50 levels sounds lower than in previous GO games and you're right, Deus Ex GO is smaller, with a claimed total playing time of three hours if you already know how to defeat every level/location - though in reality it will take many times that because of all the trial and error logic and calculation needed! Plus there's a new system of user level building, whereby you can design your own puzzle levels and play those from others once they've been checked by Square Enix.
As usual, the presentation is first class in terms of high resolution visuals and immersive stereo soundtrack, this time with a slight Tangerine Dream/electronic slant. Bone-crunching sound effects accompany any on-screen attacks and animations resolve these and various power-ups (such as turning 'invisible'). Even when (you're) thinking, lots of items in each level animate, jiggle, move and act as if they were 'alive'. The £4 purchase price is your entrance fee to this gaming world and, as with Hitman and Lara Croft, it's absolutely worth it.
Thankfully, Square Enix has been iterating on the way it syncs your progress - Hitman had no syncing whatsoever, so you'd have to play through all previous levels again if you switched (or reset your) device, while Lara Croft used a custom Square Enix online account and server. With Deus Ex Go UWP on Windows 10, there's full integration with your Microsoft account and everything's synced nicely through this, along with full compatibility with secondary (Continuum) displays, tablets and laptops. In fact, crank this through a 46" TV/speaker system and Continuum from a Lumia 950 (say) and the visuals and sound really come to life - you'll notice details you hadn't seen on the phone alone.
What's fascinating is that each of the GO series has gameplay elements that are unique, themed after the franchise/world in which the game sits. So in Hitman GO you had piles of stones to throw in order to attract the attention of a guard (and mislead him); in Lara Croft you had (among many innovations) spears, with which you could strike down nominated guard snakes from a distance; and here (in a dystopian high tech future world) in Deus Ex GO you have an invisibility power-up (you can't be seen by the guards for two turns) and wizardry over hacking, letting you take control of defensive gun turrets, manipulate rotating level sections, and so on. Meanwhile, bad guys can don 'titan' armour when they see you, making them invincible, and robots come along later in the game, with their own agendas and potencies. Each of the series feels very different, yet undeniably playable and luxurious in its own way.

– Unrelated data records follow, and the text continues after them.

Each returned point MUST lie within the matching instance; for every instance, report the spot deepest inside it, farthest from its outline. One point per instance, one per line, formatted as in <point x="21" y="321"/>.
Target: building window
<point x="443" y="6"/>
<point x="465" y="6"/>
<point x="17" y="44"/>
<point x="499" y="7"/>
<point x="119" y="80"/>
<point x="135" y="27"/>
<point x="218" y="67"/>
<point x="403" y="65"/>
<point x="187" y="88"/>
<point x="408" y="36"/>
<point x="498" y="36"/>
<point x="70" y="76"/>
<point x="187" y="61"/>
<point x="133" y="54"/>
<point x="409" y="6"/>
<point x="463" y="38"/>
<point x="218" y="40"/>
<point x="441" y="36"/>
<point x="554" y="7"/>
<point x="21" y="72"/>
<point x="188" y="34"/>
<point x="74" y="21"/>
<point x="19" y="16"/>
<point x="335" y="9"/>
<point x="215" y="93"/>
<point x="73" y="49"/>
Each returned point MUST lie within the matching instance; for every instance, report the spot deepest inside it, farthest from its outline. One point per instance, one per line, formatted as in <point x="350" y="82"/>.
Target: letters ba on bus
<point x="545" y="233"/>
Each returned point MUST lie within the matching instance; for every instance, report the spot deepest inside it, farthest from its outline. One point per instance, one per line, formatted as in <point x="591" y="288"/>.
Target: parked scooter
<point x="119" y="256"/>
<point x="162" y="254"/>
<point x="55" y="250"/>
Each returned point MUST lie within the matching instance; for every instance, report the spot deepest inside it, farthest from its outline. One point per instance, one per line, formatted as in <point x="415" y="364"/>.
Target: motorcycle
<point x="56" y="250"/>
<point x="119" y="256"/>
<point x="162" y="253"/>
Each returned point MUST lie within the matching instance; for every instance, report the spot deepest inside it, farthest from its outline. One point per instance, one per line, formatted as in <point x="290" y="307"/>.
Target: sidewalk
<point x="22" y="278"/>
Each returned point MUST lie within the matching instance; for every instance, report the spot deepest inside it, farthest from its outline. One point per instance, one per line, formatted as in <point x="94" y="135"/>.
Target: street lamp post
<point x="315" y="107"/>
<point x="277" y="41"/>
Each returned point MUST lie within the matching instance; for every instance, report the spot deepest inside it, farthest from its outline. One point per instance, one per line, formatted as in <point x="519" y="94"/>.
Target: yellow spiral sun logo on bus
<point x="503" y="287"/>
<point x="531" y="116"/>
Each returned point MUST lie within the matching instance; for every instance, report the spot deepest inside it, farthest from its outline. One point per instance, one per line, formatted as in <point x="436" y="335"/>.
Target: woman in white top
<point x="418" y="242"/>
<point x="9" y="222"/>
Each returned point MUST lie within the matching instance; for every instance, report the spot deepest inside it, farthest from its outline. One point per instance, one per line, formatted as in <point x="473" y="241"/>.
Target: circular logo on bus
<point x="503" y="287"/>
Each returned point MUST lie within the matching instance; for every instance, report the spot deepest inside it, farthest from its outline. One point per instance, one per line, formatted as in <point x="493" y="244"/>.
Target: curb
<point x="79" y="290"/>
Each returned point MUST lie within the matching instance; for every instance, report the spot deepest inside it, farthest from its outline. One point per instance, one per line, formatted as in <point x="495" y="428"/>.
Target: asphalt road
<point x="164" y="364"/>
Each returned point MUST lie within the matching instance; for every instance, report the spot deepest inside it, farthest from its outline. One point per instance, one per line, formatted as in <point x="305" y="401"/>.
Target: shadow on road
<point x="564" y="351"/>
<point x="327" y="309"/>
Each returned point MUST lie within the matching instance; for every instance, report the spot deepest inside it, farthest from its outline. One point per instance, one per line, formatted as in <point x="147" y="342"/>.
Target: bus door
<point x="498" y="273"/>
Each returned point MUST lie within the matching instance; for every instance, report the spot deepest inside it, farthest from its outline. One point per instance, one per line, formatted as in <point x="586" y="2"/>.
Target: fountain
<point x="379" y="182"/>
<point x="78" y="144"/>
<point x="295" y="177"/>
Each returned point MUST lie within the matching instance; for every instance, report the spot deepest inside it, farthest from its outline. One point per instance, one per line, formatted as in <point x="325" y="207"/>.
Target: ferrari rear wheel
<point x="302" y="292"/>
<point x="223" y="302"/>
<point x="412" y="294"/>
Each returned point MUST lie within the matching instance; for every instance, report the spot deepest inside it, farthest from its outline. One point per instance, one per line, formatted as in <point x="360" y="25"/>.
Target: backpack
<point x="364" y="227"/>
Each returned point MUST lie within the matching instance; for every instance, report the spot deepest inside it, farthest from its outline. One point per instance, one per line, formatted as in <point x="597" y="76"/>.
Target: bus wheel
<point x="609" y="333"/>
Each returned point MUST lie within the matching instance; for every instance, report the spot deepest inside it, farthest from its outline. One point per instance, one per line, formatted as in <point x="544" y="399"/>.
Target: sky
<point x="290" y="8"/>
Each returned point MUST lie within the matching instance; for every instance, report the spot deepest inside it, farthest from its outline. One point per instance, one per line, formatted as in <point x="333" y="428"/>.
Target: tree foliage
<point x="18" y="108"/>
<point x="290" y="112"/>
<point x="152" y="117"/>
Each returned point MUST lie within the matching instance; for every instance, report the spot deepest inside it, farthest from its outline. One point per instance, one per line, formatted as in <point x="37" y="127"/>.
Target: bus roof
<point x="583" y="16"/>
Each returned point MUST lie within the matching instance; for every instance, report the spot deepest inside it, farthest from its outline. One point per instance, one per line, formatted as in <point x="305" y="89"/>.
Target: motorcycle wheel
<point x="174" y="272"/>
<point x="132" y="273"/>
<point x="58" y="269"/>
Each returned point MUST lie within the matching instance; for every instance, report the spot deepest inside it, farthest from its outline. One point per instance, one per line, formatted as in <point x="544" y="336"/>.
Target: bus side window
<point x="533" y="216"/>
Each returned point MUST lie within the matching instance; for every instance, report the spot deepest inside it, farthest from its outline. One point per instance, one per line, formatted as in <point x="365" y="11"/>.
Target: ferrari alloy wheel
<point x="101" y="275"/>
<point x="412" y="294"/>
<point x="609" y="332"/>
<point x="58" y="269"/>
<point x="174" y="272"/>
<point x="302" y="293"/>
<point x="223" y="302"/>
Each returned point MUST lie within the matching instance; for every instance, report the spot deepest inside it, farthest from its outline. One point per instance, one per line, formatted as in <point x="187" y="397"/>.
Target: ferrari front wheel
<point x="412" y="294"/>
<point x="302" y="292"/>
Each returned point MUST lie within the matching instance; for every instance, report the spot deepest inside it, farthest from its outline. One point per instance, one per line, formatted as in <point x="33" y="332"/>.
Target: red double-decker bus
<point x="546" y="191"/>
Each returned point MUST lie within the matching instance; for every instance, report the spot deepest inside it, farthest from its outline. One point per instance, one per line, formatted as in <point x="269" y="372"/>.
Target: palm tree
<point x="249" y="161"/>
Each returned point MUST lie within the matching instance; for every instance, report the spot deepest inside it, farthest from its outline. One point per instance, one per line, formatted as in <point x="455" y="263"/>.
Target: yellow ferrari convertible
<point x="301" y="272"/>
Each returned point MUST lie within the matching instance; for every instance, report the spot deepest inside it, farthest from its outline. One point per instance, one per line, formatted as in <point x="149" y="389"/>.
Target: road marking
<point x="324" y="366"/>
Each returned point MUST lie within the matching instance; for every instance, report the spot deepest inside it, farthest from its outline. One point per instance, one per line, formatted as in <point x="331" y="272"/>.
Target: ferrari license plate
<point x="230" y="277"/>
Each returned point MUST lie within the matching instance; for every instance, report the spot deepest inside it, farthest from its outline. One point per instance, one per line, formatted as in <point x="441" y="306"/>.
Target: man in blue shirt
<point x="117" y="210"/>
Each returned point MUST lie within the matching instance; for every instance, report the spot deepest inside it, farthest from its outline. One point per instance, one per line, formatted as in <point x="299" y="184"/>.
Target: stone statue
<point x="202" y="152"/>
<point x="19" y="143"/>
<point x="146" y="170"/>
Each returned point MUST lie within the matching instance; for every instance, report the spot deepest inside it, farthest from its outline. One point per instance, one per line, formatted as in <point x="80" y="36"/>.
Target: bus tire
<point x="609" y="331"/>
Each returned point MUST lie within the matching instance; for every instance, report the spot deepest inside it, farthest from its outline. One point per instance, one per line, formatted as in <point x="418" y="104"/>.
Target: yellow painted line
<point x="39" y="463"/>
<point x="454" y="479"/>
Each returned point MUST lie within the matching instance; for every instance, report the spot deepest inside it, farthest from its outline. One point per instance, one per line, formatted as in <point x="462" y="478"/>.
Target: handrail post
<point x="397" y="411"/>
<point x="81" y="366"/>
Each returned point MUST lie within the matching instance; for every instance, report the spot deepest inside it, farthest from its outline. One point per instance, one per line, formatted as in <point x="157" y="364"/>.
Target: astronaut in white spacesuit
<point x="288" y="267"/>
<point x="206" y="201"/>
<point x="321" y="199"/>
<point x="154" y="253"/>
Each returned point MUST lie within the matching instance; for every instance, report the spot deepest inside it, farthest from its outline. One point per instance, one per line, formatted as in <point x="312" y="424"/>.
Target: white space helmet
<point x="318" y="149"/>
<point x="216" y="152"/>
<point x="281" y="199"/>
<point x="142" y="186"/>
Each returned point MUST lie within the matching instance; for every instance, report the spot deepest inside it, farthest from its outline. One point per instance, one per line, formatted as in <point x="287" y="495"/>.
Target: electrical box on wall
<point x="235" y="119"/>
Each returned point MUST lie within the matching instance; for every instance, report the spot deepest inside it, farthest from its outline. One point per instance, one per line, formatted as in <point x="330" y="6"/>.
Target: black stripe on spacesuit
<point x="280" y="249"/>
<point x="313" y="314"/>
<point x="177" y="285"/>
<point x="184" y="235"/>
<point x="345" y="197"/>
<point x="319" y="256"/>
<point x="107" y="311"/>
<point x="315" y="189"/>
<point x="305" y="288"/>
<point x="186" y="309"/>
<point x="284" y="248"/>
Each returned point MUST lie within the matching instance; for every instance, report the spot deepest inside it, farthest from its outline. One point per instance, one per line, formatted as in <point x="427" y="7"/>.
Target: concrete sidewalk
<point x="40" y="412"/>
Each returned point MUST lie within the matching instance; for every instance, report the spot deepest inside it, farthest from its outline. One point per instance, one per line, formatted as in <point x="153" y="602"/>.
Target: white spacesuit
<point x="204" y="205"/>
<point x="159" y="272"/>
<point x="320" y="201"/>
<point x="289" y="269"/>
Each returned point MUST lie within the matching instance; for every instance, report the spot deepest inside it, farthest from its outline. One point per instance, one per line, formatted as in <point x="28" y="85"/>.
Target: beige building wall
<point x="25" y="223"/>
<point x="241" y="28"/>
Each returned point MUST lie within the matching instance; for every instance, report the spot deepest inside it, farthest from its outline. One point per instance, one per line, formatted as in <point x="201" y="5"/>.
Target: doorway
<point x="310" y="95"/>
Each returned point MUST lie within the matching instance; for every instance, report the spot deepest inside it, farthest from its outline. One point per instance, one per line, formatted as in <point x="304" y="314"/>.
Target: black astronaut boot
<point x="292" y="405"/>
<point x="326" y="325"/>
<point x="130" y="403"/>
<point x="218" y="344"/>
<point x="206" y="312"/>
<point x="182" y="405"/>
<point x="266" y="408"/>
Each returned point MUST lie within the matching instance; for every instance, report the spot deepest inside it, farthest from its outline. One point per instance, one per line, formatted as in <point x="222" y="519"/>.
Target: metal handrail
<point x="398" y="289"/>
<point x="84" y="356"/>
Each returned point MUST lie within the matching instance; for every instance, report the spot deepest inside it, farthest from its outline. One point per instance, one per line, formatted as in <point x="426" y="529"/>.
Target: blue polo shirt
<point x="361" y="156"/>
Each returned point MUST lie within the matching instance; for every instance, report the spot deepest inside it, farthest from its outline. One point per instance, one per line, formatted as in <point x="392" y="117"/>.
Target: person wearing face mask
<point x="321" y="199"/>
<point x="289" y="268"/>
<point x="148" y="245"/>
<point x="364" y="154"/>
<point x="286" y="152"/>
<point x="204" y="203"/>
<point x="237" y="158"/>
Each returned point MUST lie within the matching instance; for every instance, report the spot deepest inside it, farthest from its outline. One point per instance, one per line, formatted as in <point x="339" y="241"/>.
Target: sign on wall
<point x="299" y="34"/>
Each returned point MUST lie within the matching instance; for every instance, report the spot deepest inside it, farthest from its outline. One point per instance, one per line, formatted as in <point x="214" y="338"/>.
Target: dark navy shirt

If there are any catches to Deus Ex GO, then they're in performance and in level complexity. Well, the latter's just me wimping out after a dozen levels because of the sheer amount of time needed to work out and play through every level. Don't get me wrong, it's great fun, but there will come a point where you're best advised to give the game a rest for a few days or weeks and then come back to it fresh - thanks to the account support, you can pick up right where you left off, hopefully.
Performance is a touchy subject. How fast should a massive game like this be? Once you're into a level then response to touch gestures is absolutely fine, but Deus Ex GO can take a minute to load, is the best part of a Gigabyte on your phone storage, and needs 2GB RAM. As long as you're aware of all this and are happy then you'll be fine - after the initial launching, levels appear in only a few seconds (in fact, faster than on Hitman and Lara Croft).
In addition to the (relatively modest) purchase price, there are also micro-transactions for 'undos' (undoing your last gesture, so that you can try something else without having to play through the level all over again), 'resets' (after playing the game for hours I'm still not sure what these are!), and 'solutions' (literally, guided actions on screen to solve a level that's been plaguing you). You don't strictly need any of these in order to play right through the game, and you do get some solutions (and 70 or so 'undos') for 'free'. But once you get to levels which are genuinely driving you out of your skull then you may well find a fiver spent on extra aids like this a good investment of money/time.
The screenshots here will give you a good idea of the scope and quality of Deux Ex GO. But if you want more then I'll embed a gameplay video at the bottom, for your interest.
Deus Ex GO is another more-than-solid entry in the GO series of puzzles. In addition to being available on all Windows 10 form factors, it's also available on other mobile platforms, of course. And yes, Windows is catching up with iOS and Android here, but at least you've got no excuse now not to don your cloak of invisibility and investigate the terrorist-overrun mansion properly...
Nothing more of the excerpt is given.